The next in line, Goodluck Jonathan, seized the appealing title of transformational leader. As Nigerians are now realizing, he was something of an absentee leader (an oxymoron). At a time when Boko Haram insurgents were pounding the northeast of Nigeria and routing the Nigerian military, President Jonathan apparently acquiesced in the callous transformation of the defense budget into a windfall for his political cohorts.
 
President Muhammadu Buhari rode into office with Change as his virtual middle name. He’s supposed to be the president to change the political culture in Nigeria, to set his country on the path to greatness.
 
Let’s grant him his due. He is Nigeria’s first president since Shehu Shagari who has left no impression of setting the illicit accumulation of wealth as a top priority. When he warns his ministers and other lieutenants against fiddling with public funds, it is possible to take him at his word. After President Yar’Adua’s wife, Turai, and President Jonathan’s, Patience, left us two examples of execrable First Ladyship, Mr. Buhari’s wife, Aisha, has maintained a modest profile that is altogether welcome. We have not heard of Aisha Buhari ordering any governors about, or courting a courtier of politicians who would address her as “Mummy” or “Mother of the Nation.”
 
Yet, for all that, President Buhari has done nothing in eight months to inspire hope that he is Change. Is he capable of doing so? I hope so; but he hasn’t done it. Certainly, he has a unique opportunity to rise to the challenge.
 
Past Nigerian presidents could get away with acts of self-worship, instead of earning their accolade through sound statecraft. Mr.

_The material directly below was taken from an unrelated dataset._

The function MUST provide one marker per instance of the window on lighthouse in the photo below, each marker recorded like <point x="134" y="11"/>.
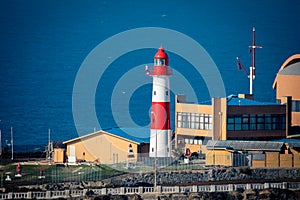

Buhari’s predecessors always had enough cushion of funds to squander and use in buying affection. They could always count on receiving hefty cheques from oil companies—enough cash, at least, to serve the grasping impulse of the politically elevated and their hirelings.
 
Mr. Buhari has assumed the Presidency at a time when the famed petrodollar is thin, and may soon dry up altogether. As I write, the price of crude oil per barrel continues to tumble, threatening to go under $30. The United States, once a major importer of Nigerian crude, has dramatically increased its domestic production. China has many attractive suppliers to choose from. We may be approaching a time when erstwhile big importers of Nigeria’s crude could say to us, drink the stuff if you wish! The dropping crude oil prices have already wreaked havoc on the revenue projections that informed Mr. Buhari’s first budget.
 
The implication is clear. Whilst President Buhari’s predecessors were able to pay lip service to the goal of diversifying Nigeria’s economy, he does not have that luxury. He cannot “oil” his way to funds to fuel Nigeria’s developmental projects. Nor would it be prudent to just turn to borrowing.
 
If the naira continues its steady slide against the dollar, the consequences are bound to be dire for Nigerians. As Nigerian firms budget ever more naira to purchase machinery and other goods from Europe, Asia and North America, many of them are likely to go under. In order to survive, others are likely to lay off hundreds of thousands of workers. Imagine the impact of this prospect in a country whose unemployment rates are already terribly high.
 
What time is it for President Buhari? It’s time for visionary and imaginative leadership. It requires hiring the best hands out there to help him think/lead Nigeria out of this perfect storm. Does he have what it takes? It remains to be seen.
 
Nigeria’s economic crisis is not coming; we are very much in the midst of it. It’s disturbing, then, that the president has not deemed it necessary to outline his plan to, A, ameliorate the situation, and, B, begin to set the economy on a different, post-oil course.
 
Nigeria’s economic crisis highlights the limitations of the current administration’s anti-corruption policy. There’s nothing new in Mr. Buhari’s war against corruption. He’s using the same tools as former Presidents Obasanjo, Yar’Adua and Jonathan. A lot of cases filed by the EFCC during Obasanjo’s administration are still in process, stalled in a judicial system that is programmed to shield privileged thieves. Already, the Supreme Court has put the case against Senate President Bukola Saraki in a state of abeyance. There’s no sign that the case against former National Security Adviser, Sambo Dasuki, will not drag on for years. One expects that the government will indict many more ex-officials. As I suggested last week, there won’t be enough investigators, prosecutors, and judges to handle the size of the potential new indictments.
 
Meanwhile, as the economy becomes more beleaguered, Nigerians are bound to lose interest in the soap opera of EFCC prosecutions.
 
Mr. Buhari’s challenge is to outline his policies for getting the economy out of its current (and bound to worsen) quagmire, fixing the broken educational system, establishing a semblance of a healthcare system, improving infrastructure, and reforming law enforcement, the judiciary and other institutions. It’s not a sexy task, and certainly won’t inspire the kind of frenzied applause that comes from arresting a Dasuki or two. But that’s the deeper challenge that would establish whether Mr. Buhari understands what it means to epitomize Change.